The same plumber laid the pipework for all three bathrooms, so it’s unlikely it has anything to do with shoddy workmanship. We treat the drains and pipes all the same way (if anything the drain in that bathroom is treated by far the best) so it can’t be about what we are doing. But for some reason it constantly has a clogged drain pipe.
Why do drains get clogged?
There are three things that can lead to a blockage in your drain.
- A buildup of matter – fats, oils, scum, hair, food scraps, dental floss being washed down sinks and other inappropriate items (i.e. if wipes, nappies, paper towels etc.) being put in toilets.
- Poor pipe work configuration or laying – which may lead to a naturally occurring opportunity for matter to gather and solidify. This might include a junction that protrudes and traps passing matter, a bend that matter finds difficult to negotiate, or even where building product has fallen in during construction and is now causing a drain blockage.
- A break or split which has occurred – which can either be protruding into the pipe and acting as a trap for matter to accumulate, or which has allowed soil to collapse into the drain causing the to pipe collapse.
How to unclog a drain
There are few ways you can unblock your drains.
Cheap and easy: If it’s a one-off, rather than a regular occurrence, you can try the simple strategies like pouring half a cup of cheap dishwashing liquid down the sink and following it with a good dose of warm water. A good way to do this is to pour most of the dishwashing liquid into the drain and then put the plug in. Don’t use the sink (or any connected to it) for about half an hour. After that, tie a string around the plug hook (or around the metal nob on an inbuilt sink plug/waste) and fill the sink with very hot (almost boiling) water. Add a bit more dishwashing liquid and mix. That done (having waited the half hour) remove the plug with the string and let it all slide down the drain. This should work to break up any blockages that are mainly fat or oil based. If you feel extra hot water will help, simply repeat a few times.
Stepping it up: If the ‘soap and water’ trick doesn’t work, you might need a bit more help. There are some commercial drain cleaning products that many claim get great results, but always make sure they are biodegradable. Some also swear by mixing bicarbonate soda with vinegar, however this works best when blockages are near the drain entry.
Using equipment: There are then things like plungers and drain snakes. Plungers work well to clear blockages, however drain snakes should not be used unless you are qualified and know what you are doing.

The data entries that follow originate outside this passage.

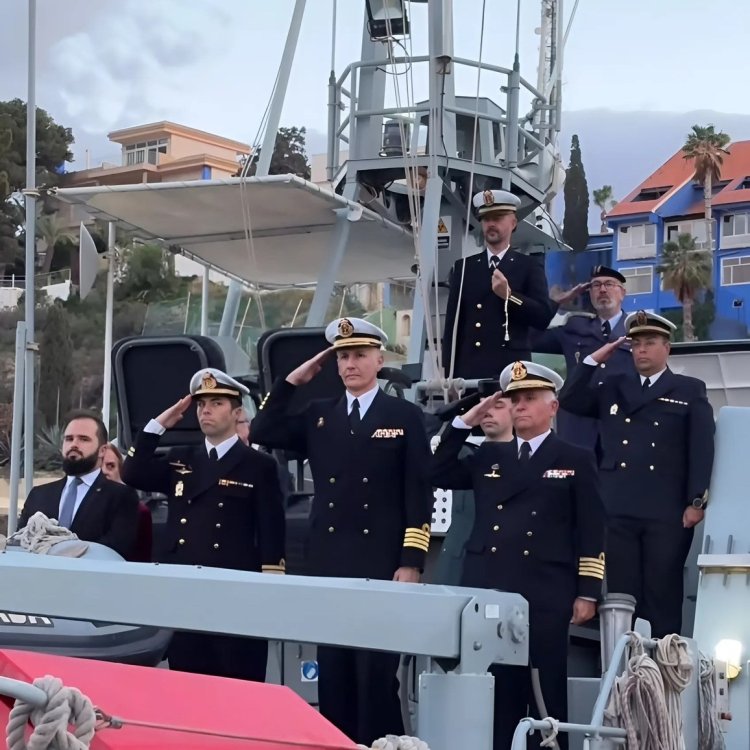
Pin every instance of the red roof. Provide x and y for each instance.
(677, 171)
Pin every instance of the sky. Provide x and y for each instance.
(211, 64)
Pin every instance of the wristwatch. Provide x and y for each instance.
(700, 502)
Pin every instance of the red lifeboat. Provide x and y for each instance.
(162, 709)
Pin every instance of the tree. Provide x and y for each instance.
(55, 366)
(706, 148)
(53, 143)
(686, 271)
(603, 198)
(288, 154)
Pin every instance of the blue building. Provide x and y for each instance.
(669, 203)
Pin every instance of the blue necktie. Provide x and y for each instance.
(69, 503)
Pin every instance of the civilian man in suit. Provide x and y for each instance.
(496, 296)
(224, 511)
(497, 427)
(583, 334)
(85, 501)
(539, 532)
(656, 432)
(372, 509)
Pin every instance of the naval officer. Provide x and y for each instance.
(225, 511)
(656, 455)
(372, 510)
(538, 532)
(496, 296)
(585, 333)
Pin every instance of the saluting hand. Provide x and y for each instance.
(308, 370)
(605, 352)
(500, 284)
(169, 418)
(475, 415)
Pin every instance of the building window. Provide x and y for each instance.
(636, 241)
(735, 270)
(146, 151)
(639, 279)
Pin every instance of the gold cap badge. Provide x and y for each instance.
(519, 371)
(346, 328)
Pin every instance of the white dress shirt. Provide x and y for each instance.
(87, 482)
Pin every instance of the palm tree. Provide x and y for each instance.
(686, 271)
(603, 199)
(706, 148)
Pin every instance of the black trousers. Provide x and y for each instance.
(358, 692)
(646, 559)
(219, 655)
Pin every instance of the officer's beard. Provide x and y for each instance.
(75, 466)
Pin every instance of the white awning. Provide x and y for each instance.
(292, 224)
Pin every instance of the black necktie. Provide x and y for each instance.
(354, 419)
(525, 453)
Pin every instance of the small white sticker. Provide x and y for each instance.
(491, 611)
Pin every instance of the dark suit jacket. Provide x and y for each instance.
(539, 529)
(223, 514)
(373, 501)
(657, 446)
(108, 514)
(481, 349)
(580, 336)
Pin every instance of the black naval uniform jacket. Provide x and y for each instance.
(222, 514)
(372, 509)
(580, 336)
(481, 348)
(657, 445)
(539, 528)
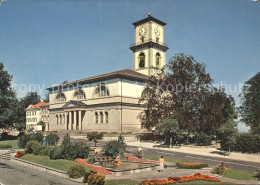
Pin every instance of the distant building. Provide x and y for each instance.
(35, 114)
(110, 102)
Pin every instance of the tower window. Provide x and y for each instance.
(61, 97)
(101, 91)
(79, 95)
(142, 60)
(101, 117)
(96, 117)
(106, 114)
(157, 59)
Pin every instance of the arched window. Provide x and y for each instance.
(101, 91)
(79, 95)
(141, 60)
(157, 59)
(106, 114)
(101, 117)
(96, 117)
(146, 92)
(61, 97)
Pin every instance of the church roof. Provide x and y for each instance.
(147, 19)
(125, 73)
(38, 105)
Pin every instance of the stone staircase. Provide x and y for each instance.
(6, 154)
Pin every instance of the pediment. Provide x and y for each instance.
(73, 103)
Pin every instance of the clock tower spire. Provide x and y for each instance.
(149, 47)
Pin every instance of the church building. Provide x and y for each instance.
(110, 102)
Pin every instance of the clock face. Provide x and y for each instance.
(157, 31)
(142, 31)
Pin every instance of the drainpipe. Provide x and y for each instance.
(121, 107)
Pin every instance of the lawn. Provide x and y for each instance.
(60, 164)
(151, 157)
(13, 143)
(132, 182)
(239, 175)
(122, 182)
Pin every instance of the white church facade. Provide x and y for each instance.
(110, 102)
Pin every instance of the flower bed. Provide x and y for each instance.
(98, 169)
(130, 158)
(191, 165)
(171, 180)
(18, 155)
(219, 169)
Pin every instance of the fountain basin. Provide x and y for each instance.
(129, 167)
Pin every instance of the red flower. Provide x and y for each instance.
(97, 169)
(171, 180)
(18, 155)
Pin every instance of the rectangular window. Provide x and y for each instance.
(106, 114)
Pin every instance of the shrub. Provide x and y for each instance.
(31, 146)
(203, 140)
(191, 165)
(69, 151)
(38, 150)
(25, 138)
(77, 151)
(3, 146)
(72, 151)
(76, 171)
(96, 179)
(46, 151)
(219, 169)
(122, 140)
(56, 153)
(258, 174)
(95, 136)
(91, 159)
(18, 155)
(150, 137)
(52, 139)
(114, 148)
(87, 174)
(247, 143)
(37, 136)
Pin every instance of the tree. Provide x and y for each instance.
(95, 136)
(186, 94)
(7, 99)
(42, 124)
(171, 131)
(20, 110)
(52, 139)
(250, 103)
(226, 134)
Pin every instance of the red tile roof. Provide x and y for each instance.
(127, 73)
(38, 105)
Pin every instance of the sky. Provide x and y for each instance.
(43, 43)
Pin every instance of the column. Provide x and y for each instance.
(75, 121)
(69, 127)
(80, 121)
(65, 121)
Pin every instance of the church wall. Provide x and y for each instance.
(89, 123)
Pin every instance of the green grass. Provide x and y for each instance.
(206, 182)
(111, 134)
(239, 175)
(59, 164)
(132, 182)
(151, 157)
(122, 182)
(13, 143)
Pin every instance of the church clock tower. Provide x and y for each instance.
(149, 47)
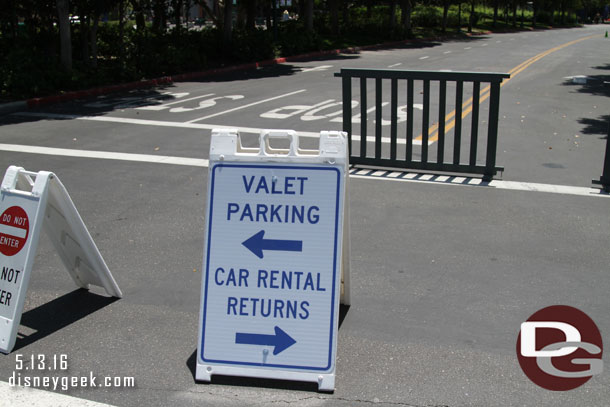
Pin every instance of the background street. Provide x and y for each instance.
(443, 273)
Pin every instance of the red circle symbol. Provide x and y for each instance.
(14, 230)
(559, 348)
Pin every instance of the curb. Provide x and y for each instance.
(8, 108)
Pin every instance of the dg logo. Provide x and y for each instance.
(560, 348)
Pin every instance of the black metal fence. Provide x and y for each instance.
(402, 120)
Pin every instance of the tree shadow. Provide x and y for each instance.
(63, 311)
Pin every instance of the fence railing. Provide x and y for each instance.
(402, 119)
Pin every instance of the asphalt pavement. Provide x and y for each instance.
(443, 271)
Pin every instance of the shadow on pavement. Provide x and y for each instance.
(597, 85)
(59, 313)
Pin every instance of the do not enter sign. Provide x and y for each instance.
(14, 230)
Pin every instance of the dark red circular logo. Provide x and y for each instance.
(14, 230)
(560, 348)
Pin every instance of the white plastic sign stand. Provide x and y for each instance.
(29, 200)
(276, 247)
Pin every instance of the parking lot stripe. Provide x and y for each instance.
(246, 106)
(158, 123)
(108, 155)
(354, 172)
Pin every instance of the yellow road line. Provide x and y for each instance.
(484, 94)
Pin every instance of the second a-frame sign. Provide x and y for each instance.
(29, 201)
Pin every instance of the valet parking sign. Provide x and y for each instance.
(272, 261)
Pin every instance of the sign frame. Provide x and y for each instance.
(226, 151)
(51, 208)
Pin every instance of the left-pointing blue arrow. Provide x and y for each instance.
(280, 341)
(257, 243)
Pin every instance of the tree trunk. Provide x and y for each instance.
(268, 14)
(471, 19)
(65, 41)
(93, 33)
(535, 16)
(227, 30)
(392, 15)
(514, 13)
(178, 14)
(405, 18)
(251, 15)
(121, 33)
(139, 13)
(334, 16)
(445, 15)
(345, 13)
(309, 15)
(84, 34)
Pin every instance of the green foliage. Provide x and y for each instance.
(29, 60)
(426, 16)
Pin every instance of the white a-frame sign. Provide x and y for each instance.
(29, 200)
(276, 258)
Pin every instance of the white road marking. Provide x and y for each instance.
(354, 173)
(107, 155)
(317, 68)
(477, 182)
(157, 123)
(248, 105)
(18, 396)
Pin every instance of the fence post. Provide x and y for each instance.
(492, 131)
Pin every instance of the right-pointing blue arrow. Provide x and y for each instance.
(257, 243)
(280, 341)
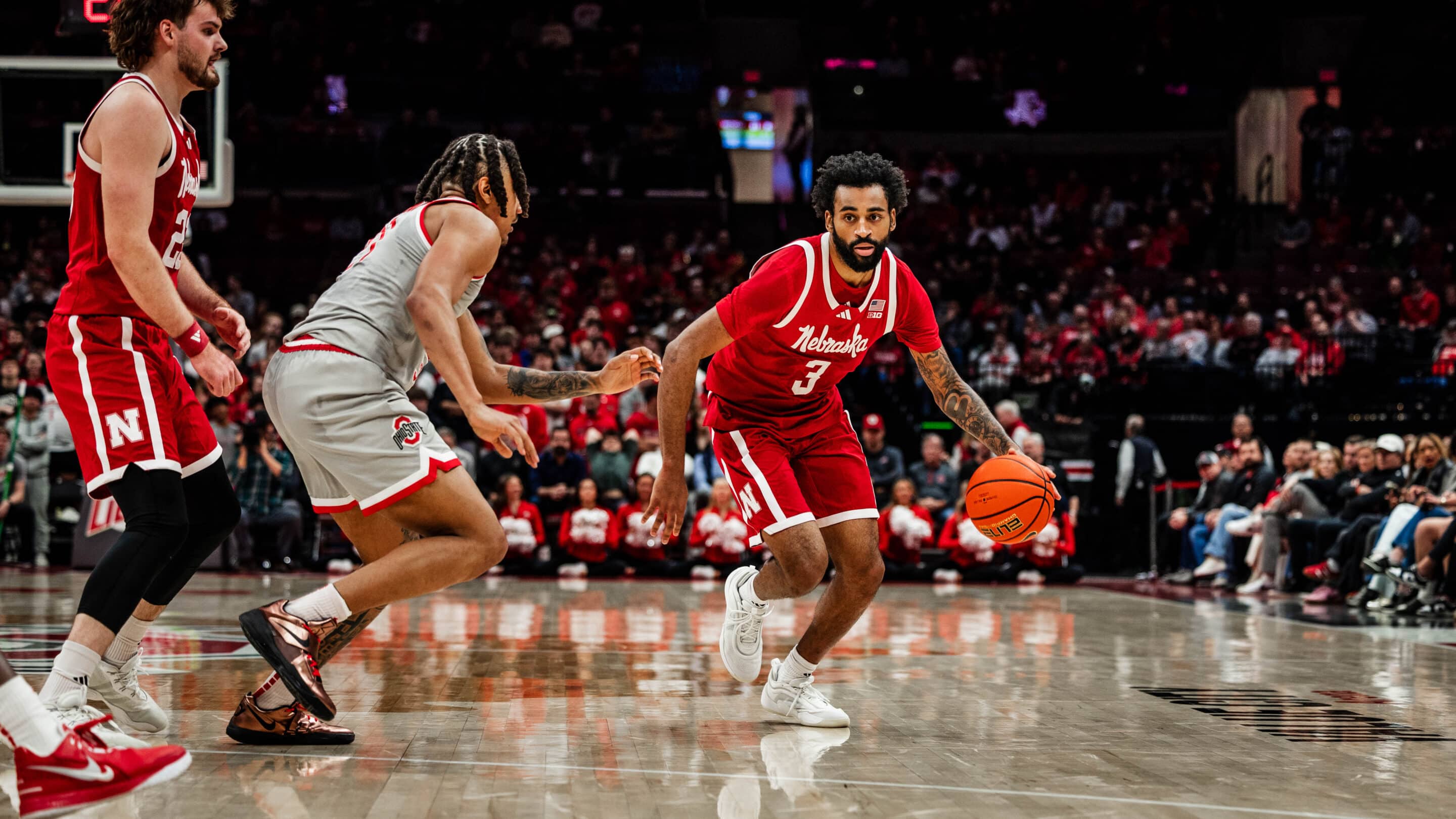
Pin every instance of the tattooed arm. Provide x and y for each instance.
(503, 384)
(960, 403)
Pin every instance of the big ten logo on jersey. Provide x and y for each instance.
(408, 432)
(822, 343)
(124, 428)
(105, 514)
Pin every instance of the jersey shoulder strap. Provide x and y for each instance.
(808, 276)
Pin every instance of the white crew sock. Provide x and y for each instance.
(25, 720)
(794, 665)
(273, 694)
(321, 604)
(72, 672)
(127, 642)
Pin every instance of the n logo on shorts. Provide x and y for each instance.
(747, 502)
(127, 425)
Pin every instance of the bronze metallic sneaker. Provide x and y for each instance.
(289, 645)
(283, 726)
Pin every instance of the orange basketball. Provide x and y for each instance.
(1008, 500)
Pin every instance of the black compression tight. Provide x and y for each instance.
(159, 552)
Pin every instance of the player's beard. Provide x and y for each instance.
(852, 260)
(196, 69)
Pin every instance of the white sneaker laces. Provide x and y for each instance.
(80, 714)
(804, 691)
(126, 679)
(747, 621)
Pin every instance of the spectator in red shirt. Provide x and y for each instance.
(1282, 327)
(721, 534)
(904, 529)
(1323, 353)
(1445, 357)
(1420, 308)
(588, 534)
(590, 415)
(1085, 359)
(616, 315)
(523, 528)
(533, 417)
(969, 554)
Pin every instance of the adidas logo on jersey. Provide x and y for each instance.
(822, 343)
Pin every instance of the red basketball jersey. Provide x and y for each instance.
(798, 330)
(92, 283)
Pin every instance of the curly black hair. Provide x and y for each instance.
(464, 162)
(858, 169)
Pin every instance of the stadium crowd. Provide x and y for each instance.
(1056, 280)
(1365, 522)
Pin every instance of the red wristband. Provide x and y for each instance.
(193, 340)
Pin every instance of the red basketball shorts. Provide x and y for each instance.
(783, 481)
(126, 400)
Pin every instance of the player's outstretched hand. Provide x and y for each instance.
(503, 432)
(1046, 471)
(217, 372)
(629, 369)
(234, 331)
(664, 509)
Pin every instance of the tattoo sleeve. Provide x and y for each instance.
(550, 387)
(960, 403)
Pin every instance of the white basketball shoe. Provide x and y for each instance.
(131, 706)
(740, 643)
(798, 701)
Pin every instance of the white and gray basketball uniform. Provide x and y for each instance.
(337, 388)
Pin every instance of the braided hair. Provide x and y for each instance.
(464, 162)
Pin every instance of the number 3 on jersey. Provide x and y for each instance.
(807, 385)
(172, 260)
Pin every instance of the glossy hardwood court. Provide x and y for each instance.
(606, 699)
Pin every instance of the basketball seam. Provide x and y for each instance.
(1043, 484)
(1038, 515)
(1005, 511)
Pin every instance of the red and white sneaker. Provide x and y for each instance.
(83, 771)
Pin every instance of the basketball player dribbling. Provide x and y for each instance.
(140, 433)
(337, 395)
(781, 343)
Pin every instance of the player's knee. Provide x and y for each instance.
(485, 550)
(862, 573)
(874, 575)
(807, 570)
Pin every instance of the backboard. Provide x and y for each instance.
(44, 103)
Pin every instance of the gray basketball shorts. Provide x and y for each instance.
(358, 442)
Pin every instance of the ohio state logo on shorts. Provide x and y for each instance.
(408, 432)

Pulling out the big guns: If nothing else works (or if your drain blockages are a regular thing) you should enlist the services of a professional for your blocked drain repairs.
If you don’t have someone you know you can trust, check with friends and neighbours for recommendations and read internet reviews of larger companies. Ensure the drain technician you enlist offers CCTV camera inspections and are able to conduct pipe relining if needed, as this will avoid the need to dig up your pipes if there are any breakages that are causing your blocked drains.
This article provides more information about clearing blocked drains.
How to avoid a drain blockage
Avoiding drain blockages is as important to your wallet as avoiding blocked arteries is to your health. But it’s really a lot simpler to achieve.
10 Simple Tips to Help You Avoid Drain Blockages
Avoiding blocked drains is as important to your wallet as avoiding blocked arteries is to your health. But it’s really a lot simpler to achieve.
- Never let fats, oil or grease go down the sink.
- Scrape food scraps into the bin before rinsing plates.
- Install a sink strainer in all sink wastes and empty them regularly into the bin.
- Dose your kitchen pipes with hot water and dishwashing liquid regularly.
- Only flush the Three Ps: pee, poo and (toilet) paper.
- Install a hair snare in all bathroom sinks (shower, bath, sink).
- Put a bin in the bathroom for other waste (floss, wipes, sanitary products etc.)
- Put up signage reminding everyone of what can’t be flushed.
- Never put paints or harsh chemicals down your pipes.
- Initiate a regular plumbing maintenance program.